Coinbase partner suspected of using client assets

Coinbase partner suspected of using client assets

Coinbase's partner in the Coinbase Custody project, an independent broker Electronic Transaction Clearing, was caught using funds entrusted to it by clients for its own interests.

Leading US cryptocurrency marketplace Coinbase began a serious journey towards obtaining broker-dealer status back in April and filed an application with the US Securities and Exchange Commission (SEC) to register as a licensed brokerage firm. 
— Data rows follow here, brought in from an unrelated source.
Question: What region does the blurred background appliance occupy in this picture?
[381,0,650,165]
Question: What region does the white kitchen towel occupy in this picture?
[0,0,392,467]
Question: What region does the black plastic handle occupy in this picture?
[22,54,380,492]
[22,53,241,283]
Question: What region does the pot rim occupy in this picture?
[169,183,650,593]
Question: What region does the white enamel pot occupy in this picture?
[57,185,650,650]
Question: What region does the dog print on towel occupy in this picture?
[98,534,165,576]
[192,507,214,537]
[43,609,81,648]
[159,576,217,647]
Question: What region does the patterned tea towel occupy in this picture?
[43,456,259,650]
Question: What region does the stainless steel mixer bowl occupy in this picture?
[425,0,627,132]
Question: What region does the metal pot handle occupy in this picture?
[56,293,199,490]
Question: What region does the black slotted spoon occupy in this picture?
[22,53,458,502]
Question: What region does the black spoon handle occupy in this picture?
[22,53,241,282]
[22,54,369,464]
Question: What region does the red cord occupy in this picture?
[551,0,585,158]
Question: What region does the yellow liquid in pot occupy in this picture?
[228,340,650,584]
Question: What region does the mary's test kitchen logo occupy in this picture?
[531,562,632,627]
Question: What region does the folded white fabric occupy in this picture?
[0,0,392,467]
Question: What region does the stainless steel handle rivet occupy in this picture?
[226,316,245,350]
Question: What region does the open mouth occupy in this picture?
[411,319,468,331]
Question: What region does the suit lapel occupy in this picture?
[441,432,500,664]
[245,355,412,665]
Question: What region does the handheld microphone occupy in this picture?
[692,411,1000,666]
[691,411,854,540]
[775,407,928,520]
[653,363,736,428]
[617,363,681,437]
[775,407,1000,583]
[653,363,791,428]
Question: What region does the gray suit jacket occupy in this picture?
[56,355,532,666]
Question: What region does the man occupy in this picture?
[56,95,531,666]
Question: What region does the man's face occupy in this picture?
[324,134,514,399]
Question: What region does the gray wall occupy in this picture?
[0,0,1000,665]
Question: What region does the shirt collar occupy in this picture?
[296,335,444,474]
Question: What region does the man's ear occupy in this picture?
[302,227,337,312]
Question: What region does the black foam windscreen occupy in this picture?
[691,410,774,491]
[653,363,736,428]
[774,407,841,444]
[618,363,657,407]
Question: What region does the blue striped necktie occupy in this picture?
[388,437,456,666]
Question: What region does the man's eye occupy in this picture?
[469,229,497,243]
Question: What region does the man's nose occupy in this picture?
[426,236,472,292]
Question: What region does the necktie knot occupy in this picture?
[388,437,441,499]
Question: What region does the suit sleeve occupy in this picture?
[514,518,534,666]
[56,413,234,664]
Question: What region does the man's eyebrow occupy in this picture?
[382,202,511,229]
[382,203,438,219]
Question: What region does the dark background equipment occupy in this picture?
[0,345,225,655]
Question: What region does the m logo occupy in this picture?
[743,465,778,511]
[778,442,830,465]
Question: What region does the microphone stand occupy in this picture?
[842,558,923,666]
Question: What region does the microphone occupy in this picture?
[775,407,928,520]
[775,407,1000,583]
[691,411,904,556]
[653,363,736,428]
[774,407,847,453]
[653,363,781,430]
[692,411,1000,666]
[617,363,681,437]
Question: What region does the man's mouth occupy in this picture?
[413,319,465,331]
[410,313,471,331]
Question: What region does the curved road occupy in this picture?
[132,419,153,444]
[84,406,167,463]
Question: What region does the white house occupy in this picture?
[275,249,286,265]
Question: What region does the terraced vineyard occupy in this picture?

However, on July 2, the cryptocurrency platform officially launched the Coinbase Custody service. A week earlier, the exchange received its first test deposit, and is now ready for the full operation of the custodial service. Coinbase was able to carry out custodial activities and launch a new project without obtaining a brokerage license with the help of Electronic Transaction Clearing (ETC), which already acts as an institutional custodian and until recently had the full support of the SEC. However, ETC is now being investigated for illegally using escrowed client funds to secure its own financial transactions totaling over $25 million.

Thus, according to the SEC, Electronic Transaction Clearing used client funds to cover debt obligations on its loan and provide it as personal collateral. Such misuse of client assets was repeated several times during 2015.

Officially, the company does not comment on the situation that threatens not only its reputation, but also the reputation of its partners. Coinbase Custody was created for convenient storage of cryptocurrency by institutional investors and how potential clients will react to the SEC proceedings is still unknown. Even though Electronic Transaction Clearing did not cause any direct harm to customers and all investor funds were intact, such actions are considered by the SEC to be a violation of customer rights and the company paid an $80,000 fine for putting customer assets at risk.

An unidentified source told CCN that ETC's alleged violation occurred under previous management and noted that such minor violations are always present in the heavily regulated financial industry. Large firms such as JPMorgan have paid millions of dollars in fines without experiencing a significant decline in demand for their traditional financial products.